Grasping a knife with one hand and pinning down a young boy with the other, the man stands bent over the lad but with his face turned away, toward an angel who captures his attention and directs it away from the act he is about to commit. The angel points to something over in the shadows on the right side of the canvas -- a ram, whose gaze is directed up toward the man.
This painting, created in the early Seventeenth Century by Michelangelo Merisi de Caravaggio, is one of countless images depicting The Sacrifice of Isaac. The compositions all vary, according to the particular artistic conventions of the periods during which they were created; however, certain elements are always present: man, child, knife, and ram.
That ram gifts us with one of the most prevalent symbols of both Rosh Hashanah and Yom Kippur. The reverberations of a shofar, a hollow instrument created from a ram’s horn, can be heard at specific moments during services on these days. Although the shofar is blown during many religious ceremonies throughout the Jewish calendar, it is particularly connected with the High Holy Days. At this time, its sounding is a wake-up call, a reminder to take this opportunity to realign ourselves with our divine path.
Why a ram’s horn? The rich symbology contains references to a multitude of significant aspects of The New Year and The Day of Atonement, including the newness of creation and the hollowness of humans through which divinity can flow.
That newness of the year is reflected in the Western astrological system, where Aries the Ram is the first sign of the new zodiac each year. During these Days of Awe, when we are called to carefully comb through events of the past year in search of places where we have turned against ourselves, one another, and our divinity, strength and perseverance are essential; these attributes are those of the ram and of Aries -- the ability to charge straight into challenging situations. As we navigate the often treacherous waters of repentance and forgiveness, we can call on these energies, being reminded of their immense value each time we hear the blaring of the shofar.
In ram medicine, the horn often denotes increased mental inquiry, which is entirely relevant for these holy days. Our minds can be both at the service of the work we do in apologizing and forgiving and stand in the way of that same work. Indeed, while we utilize our minds to track our actions of the past year, those same minds are often busy trying to hide from us those very same actions or attempt to explain them or normalize them . . . in short, to let us off the hook of this whole apology and forgiveness business altogether.
And that brings us back to the man, the boy, the angel, and the ram. The story of The Sacrifice of Isaac, found in Genesis 22, goes like this:
One night, God tells the elderly Abraham that he will need to sacrifice his only son, the child whose birth he had awaited for 100 years. The next morning, the faithful Abraham gathers Isaac and the wood necessary for a burnt offering and sets off to find the place where the offering should take place. Once there, he constructs an altar, piles wood atop it, and binds his son. Just at the instant when he is about to kill Isaac . . . well, Caravaggio shows us what happens:
Take just a moment and look into the boy’s eyes; notice the fear and horror there as, aware of his immanent death, he seemingly stares back into your eyes, beseeching you to help him escape this nightmare. Notice, too, the resolve apparent on his father’s face.
Decades ago, I could not look at this painting without feeling huge rushes of terror myself. I empathized with Isaac and found myself judging Abraham harshly, from the viewpoint of the child himself. “Why would my father do such a thing to me?” I heard/felt the young man wonder, as I questioned, “What kind of God asks a parent to kill a child?”
My relationship to this story expanded when I became a parent. Then, my questions were for Abraham: “How could you even think of killing your own child?”
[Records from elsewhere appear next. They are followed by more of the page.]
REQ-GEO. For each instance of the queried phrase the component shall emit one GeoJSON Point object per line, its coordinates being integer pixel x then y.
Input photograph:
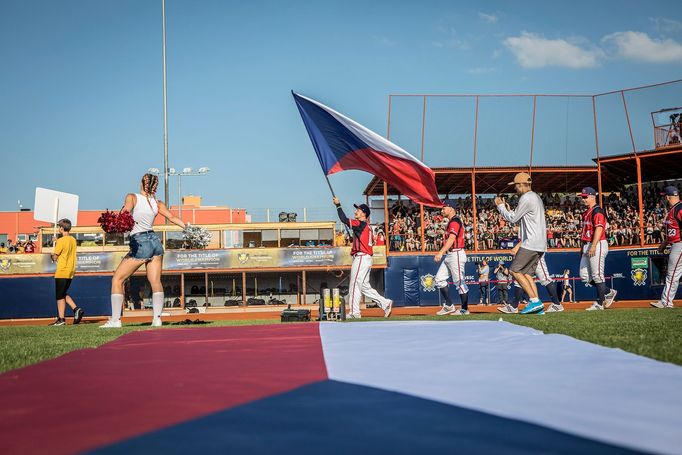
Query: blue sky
{"type": "Point", "coordinates": [81, 93]}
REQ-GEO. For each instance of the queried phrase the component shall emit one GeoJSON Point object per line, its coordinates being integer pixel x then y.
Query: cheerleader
{"type": "Point", "coordinates": [145, 248]}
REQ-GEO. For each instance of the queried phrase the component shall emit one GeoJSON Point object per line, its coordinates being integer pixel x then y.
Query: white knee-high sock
{"type": "Point", "coordinates": [116, 306]}
{"type": "Point", "coordinates": [157, 304]}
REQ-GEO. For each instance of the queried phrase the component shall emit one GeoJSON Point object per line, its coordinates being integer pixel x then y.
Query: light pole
{"type": "Point", "coordinates": [165, 108]}
{"type": "Point", "coordinates": [188, 171]}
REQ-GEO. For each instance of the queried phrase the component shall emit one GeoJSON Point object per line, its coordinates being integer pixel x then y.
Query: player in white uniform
{"type": "Point", "coordinates": [673, 236]}
{"type": "Point", "coordinates": [453, 265]}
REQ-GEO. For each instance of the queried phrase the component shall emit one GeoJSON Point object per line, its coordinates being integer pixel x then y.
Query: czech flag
{"type": "Point", "coordinates": [342, 144]}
Yes, I know how the story ends; the Angel of God swoops in, tells Abraham that his obedience has won him God’s favor, and Abraham sacrifices a ram in the place of his son.
I know all that, because I have the benefit of reading the story or seeing images of it with all the knowledge of what will happen in the narrative’s climactic scene. But Abraham did not have that luxury. He was in the midst of killing his son, the thing most precious to him in the world.
How can we relate this story of near-filicide with The New? What could it possibly have to teach us about repentance and atonement?
Abraham is asked to sacrifice that which he holds most dear, his only son; we, too, are asked to build a funeral pyre and place upon it our most sacred belongings. Repentance, forgiveness, and atonement often require great surrender. Truly turning away from our habitual thoughts, words, and actions can require us to lose our relationships, our social status, and our sense of comfort. Indeed, we must be prepared to lay on the altar our pride and our egos, the little offspring we have been nurturing throughout our lives. This is perhaps the most frightening piece of surrender, this laying down of who we have constructed as ourselves in order to make space for who we really are.
As a reward for Abraham’s devotion, God blessed him by multiplying his “seed as the stars of the heaven, and as the sand which is upon the seashore.”
And the blessings offered to each of us when we realign ourselves with our divine nature, when we sacrifice the parts of us that stand in the way of that alignment, are just as numerous as the stars of the heavens and the sand on the shore.